The problem started for England when umpires Dar and Billy Bowden changed one of the two balls in the 26th over of Sri Lanka's successful run chase at the Oval on Thursday evening.
Within minutes, an ICC spokesman officially told ESPNcricinfo that the ball had been changed because it was misshapen.
An ECB spokesman later took the same line, saying: "The umpires and match referee cannot talk about specific incidents during a tournament. But our understanding is that the ball was changed because it went out of shape."
England were unhappy as their attack was starting to gain reverse swing, which was key to their opening victory over Australia, with Cook leading the protests.

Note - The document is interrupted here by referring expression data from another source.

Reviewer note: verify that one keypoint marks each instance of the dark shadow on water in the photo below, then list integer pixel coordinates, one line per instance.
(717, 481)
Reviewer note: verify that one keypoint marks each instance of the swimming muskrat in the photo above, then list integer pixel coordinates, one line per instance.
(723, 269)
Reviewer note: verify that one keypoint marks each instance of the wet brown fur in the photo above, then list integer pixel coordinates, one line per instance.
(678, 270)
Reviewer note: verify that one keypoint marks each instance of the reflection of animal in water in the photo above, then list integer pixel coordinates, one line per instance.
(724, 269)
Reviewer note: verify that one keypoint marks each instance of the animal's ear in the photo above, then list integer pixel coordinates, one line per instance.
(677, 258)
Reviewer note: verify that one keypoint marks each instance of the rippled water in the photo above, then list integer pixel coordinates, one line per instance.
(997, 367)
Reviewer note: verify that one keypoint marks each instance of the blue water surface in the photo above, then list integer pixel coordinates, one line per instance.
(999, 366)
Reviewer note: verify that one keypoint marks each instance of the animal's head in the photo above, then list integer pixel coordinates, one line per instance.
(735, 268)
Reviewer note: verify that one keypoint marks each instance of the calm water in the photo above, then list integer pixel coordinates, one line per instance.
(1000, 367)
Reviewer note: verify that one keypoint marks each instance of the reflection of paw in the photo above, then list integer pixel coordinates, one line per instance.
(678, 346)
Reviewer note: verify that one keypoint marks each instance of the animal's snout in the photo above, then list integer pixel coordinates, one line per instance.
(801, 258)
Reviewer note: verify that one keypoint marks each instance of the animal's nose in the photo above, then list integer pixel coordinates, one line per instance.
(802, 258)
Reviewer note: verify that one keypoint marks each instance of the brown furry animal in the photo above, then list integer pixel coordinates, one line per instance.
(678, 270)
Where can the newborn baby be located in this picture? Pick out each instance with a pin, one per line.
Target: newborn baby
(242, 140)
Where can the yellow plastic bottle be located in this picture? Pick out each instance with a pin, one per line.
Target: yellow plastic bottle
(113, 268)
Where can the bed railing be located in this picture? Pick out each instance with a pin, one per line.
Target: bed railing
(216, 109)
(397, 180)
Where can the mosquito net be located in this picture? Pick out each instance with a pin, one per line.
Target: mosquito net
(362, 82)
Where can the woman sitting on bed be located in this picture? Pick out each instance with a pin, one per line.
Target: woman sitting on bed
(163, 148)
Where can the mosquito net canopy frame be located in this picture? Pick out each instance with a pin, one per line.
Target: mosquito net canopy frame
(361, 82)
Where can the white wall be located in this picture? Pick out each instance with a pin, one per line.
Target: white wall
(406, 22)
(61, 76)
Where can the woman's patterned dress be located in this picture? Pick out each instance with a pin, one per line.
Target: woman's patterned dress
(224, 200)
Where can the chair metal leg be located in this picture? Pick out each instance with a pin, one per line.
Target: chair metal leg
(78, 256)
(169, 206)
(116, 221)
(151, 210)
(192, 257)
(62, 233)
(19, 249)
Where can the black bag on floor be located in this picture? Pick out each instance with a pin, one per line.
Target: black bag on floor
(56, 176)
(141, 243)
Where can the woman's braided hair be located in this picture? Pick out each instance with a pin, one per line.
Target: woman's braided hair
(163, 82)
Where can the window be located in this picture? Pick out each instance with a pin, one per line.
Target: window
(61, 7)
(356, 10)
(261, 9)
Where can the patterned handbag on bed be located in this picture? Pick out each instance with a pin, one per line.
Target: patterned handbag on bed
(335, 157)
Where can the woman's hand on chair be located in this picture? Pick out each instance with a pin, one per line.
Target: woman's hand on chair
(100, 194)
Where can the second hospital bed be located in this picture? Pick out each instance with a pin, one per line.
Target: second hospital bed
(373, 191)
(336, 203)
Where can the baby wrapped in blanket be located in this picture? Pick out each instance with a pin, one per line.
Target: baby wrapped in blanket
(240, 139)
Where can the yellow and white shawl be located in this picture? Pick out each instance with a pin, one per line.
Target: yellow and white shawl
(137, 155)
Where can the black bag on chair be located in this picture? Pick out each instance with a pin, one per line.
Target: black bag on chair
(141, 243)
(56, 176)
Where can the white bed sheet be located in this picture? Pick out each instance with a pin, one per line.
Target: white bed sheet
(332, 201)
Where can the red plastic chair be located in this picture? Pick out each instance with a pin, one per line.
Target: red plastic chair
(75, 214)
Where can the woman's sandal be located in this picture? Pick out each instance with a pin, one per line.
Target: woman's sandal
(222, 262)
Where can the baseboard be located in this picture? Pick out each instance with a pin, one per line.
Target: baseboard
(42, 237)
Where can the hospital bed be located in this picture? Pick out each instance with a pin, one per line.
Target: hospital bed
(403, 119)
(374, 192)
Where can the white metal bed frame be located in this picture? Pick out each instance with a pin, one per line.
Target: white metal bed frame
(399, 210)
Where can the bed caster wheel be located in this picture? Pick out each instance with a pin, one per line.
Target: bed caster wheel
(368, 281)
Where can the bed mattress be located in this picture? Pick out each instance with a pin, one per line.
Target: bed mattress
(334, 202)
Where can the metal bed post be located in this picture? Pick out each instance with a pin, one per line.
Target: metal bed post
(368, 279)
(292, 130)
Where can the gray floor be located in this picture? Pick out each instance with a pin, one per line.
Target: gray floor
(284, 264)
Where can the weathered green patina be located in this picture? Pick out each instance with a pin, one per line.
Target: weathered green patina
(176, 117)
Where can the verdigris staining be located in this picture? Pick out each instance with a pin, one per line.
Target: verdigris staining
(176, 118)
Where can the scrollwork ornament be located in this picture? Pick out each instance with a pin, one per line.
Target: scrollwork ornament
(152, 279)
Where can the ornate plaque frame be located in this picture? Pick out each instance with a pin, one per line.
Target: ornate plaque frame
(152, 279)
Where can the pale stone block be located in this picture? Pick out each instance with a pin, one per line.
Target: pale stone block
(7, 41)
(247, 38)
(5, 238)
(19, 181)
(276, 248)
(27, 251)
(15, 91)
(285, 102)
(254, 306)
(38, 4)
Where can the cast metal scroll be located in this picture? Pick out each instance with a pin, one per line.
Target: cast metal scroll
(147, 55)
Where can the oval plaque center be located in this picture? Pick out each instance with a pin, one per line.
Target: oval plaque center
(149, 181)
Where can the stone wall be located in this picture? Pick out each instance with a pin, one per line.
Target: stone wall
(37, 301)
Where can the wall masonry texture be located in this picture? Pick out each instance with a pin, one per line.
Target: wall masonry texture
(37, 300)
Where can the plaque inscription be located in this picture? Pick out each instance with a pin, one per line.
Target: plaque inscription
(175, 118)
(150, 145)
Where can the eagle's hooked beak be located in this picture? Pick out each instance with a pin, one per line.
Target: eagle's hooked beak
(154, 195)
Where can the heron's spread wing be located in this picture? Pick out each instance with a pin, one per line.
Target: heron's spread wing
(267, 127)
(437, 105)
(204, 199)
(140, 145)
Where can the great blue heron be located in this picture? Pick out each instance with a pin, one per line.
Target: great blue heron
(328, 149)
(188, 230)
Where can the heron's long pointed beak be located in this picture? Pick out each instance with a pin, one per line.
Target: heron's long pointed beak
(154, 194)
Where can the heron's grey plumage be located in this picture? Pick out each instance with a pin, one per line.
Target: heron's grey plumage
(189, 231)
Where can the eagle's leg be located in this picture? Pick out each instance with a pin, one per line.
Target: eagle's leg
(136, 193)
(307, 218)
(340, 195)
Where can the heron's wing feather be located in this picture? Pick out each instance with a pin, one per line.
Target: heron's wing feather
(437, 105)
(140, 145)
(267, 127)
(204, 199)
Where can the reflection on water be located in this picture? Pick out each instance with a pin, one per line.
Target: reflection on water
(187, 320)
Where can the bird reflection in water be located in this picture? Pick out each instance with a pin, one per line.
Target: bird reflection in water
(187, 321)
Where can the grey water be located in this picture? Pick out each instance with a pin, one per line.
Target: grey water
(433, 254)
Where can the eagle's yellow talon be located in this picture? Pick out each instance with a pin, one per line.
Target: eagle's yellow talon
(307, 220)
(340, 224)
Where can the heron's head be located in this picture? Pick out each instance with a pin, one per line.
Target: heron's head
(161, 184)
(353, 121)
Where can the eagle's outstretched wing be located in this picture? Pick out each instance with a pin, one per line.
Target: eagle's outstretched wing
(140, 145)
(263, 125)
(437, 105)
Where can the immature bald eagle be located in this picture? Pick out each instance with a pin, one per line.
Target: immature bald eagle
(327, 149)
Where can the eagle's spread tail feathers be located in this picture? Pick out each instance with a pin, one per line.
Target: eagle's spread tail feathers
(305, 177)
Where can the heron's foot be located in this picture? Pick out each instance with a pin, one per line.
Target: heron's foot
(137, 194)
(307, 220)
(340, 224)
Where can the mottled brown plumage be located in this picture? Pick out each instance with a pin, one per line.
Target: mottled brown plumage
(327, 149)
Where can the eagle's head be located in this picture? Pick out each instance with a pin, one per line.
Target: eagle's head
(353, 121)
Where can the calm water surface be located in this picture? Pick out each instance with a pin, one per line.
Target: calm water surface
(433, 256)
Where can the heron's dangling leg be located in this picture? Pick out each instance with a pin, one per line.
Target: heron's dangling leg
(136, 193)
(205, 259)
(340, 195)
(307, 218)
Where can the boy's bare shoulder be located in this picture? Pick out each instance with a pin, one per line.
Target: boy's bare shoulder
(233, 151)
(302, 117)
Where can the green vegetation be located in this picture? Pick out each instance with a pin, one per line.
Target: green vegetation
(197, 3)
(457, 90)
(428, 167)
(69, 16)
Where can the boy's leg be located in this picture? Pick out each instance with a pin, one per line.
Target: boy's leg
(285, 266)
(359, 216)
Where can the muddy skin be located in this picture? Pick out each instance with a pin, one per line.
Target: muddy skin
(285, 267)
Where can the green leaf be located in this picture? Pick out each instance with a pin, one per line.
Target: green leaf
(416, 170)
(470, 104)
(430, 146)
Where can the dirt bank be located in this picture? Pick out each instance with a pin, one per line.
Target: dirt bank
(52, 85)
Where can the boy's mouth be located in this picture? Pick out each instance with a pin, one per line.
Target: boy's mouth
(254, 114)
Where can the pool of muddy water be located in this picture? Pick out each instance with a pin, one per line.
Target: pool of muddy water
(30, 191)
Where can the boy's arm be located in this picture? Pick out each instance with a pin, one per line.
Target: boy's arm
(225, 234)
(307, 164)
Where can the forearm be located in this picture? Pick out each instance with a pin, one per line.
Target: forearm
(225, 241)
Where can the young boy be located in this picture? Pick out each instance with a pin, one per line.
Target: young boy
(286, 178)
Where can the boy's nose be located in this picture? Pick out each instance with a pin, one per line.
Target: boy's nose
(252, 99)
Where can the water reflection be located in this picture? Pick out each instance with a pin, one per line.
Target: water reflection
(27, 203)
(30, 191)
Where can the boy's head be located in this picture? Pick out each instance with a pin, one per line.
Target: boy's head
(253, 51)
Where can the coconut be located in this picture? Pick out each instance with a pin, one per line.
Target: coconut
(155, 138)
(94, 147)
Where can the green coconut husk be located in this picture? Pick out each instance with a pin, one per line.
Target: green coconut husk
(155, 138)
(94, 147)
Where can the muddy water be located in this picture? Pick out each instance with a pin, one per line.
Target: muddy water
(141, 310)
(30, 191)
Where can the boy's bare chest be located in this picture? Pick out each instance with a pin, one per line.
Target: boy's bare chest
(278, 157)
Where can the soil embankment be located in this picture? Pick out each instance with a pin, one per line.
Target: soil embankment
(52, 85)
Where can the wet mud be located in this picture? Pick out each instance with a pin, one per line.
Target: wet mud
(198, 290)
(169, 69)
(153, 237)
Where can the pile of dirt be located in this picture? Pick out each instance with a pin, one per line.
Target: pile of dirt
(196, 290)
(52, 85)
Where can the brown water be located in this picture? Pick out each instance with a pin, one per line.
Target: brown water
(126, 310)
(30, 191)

The replacement ball moved little and Kumar Sangakkara went on to complete a superb unbeaten hundred to guide Sri Lanka to victory.
After the match, Cook said: "The ball was changed because it was out of shape. The umpires make these decisions and you have to accept them. Sometimes you don't think they are the right decisions."
Confusion also surrounded whether the officially misshapen ball went through the gauge that is used to check whether a ball is out of shape.
One member of England's management team said that the ball went through the hoop and that explained Cook's anger, as it was still fit for purpose. But England's fielding coach, Richard Halsall, claimed the ball did not pass through the device. Neither the ICC nor the ECB has provided clarification.
Australian umpire Darrell Hair, together with West Indies' Billy Doctrove, docked Pakistan five runs for ball-tampering during a controversial Test against England in 2006.
Pakistan refused to take the field and forfeited the match in protest - the first time this had happened in Test history. They were subsequently exonerated by an ICC investigation and the ensuing row ultimately cost Hair his career as a senior international umpire.
However, the match officials in the England-Sri Lanka match took no similar action and the ICC explained that, as the umpires haven't reported anything and no team has complained, they were not planning to take any action.